Before the end of this year, we have about N50 billion capital injected into this company in the mixture of equity and loan with a daring ratio and by the time we have that one with our present asset, the income that would be coming from there will be able pay dividend.
on the diversification plan;
We want to carry wet cargo. We are currently doing dredging but we want to invest more on it and we would also develop our mining business but our core business is maritime, production of oil&gas but we would do more on shipping.
Why dividends having been paid in the last few years.
After we finished raising money in 2008, we bought some old vessels and we were using it for business but in 2009 when the market crashed, the first challenge was that the vessel we bought for N18 billion crashed to less than N10 billion in terms of value and income also plunged. In 2012, a foreign company brought brand new vessels up to 125 vessels into Nigerian market and that sent all indigenous companies packing and those vessels for the past three years has not being making money because they are pushed out of the market.
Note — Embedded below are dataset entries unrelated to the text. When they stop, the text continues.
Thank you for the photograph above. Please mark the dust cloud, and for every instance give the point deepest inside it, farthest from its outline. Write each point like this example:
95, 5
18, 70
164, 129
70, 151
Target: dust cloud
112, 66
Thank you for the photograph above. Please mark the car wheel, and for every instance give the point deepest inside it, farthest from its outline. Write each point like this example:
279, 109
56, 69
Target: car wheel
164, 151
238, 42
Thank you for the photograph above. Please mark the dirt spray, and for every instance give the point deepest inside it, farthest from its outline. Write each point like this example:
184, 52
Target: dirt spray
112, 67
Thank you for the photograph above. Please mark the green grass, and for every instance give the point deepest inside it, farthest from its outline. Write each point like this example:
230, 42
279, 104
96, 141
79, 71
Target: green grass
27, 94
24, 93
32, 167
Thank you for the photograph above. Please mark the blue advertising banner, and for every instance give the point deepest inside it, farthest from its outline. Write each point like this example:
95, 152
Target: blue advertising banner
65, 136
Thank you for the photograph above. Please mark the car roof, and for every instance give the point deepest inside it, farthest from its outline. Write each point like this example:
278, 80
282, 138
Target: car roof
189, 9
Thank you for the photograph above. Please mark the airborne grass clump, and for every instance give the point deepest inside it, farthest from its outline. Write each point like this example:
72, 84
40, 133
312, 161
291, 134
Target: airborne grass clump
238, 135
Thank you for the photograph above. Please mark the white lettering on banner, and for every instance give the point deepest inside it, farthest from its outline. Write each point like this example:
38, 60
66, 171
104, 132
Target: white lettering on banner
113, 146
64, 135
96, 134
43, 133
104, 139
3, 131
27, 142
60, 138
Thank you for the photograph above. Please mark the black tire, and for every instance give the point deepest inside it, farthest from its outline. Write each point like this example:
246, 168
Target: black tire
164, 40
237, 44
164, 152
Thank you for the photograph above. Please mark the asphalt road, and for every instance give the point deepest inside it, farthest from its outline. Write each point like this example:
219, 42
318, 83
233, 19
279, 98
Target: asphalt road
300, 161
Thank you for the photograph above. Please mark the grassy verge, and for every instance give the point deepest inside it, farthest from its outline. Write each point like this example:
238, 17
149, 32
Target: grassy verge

“But we still went ahead to acquire new vessels and two years from now, these vessels will be free to bring income to shareholders because we have paid the bank substancially and some are purchased while some are on long-term lease. By the time these assets are paid off in 3-4 years, the assets becomes ours and we have them for shareholders.”
The Japaul oil boss submitted that this would reposition the company to compete favorably with foreign companies, which, according to him, has dominated the industry, adding that the company would also acquire additional 20 vessels to add to the existing eight.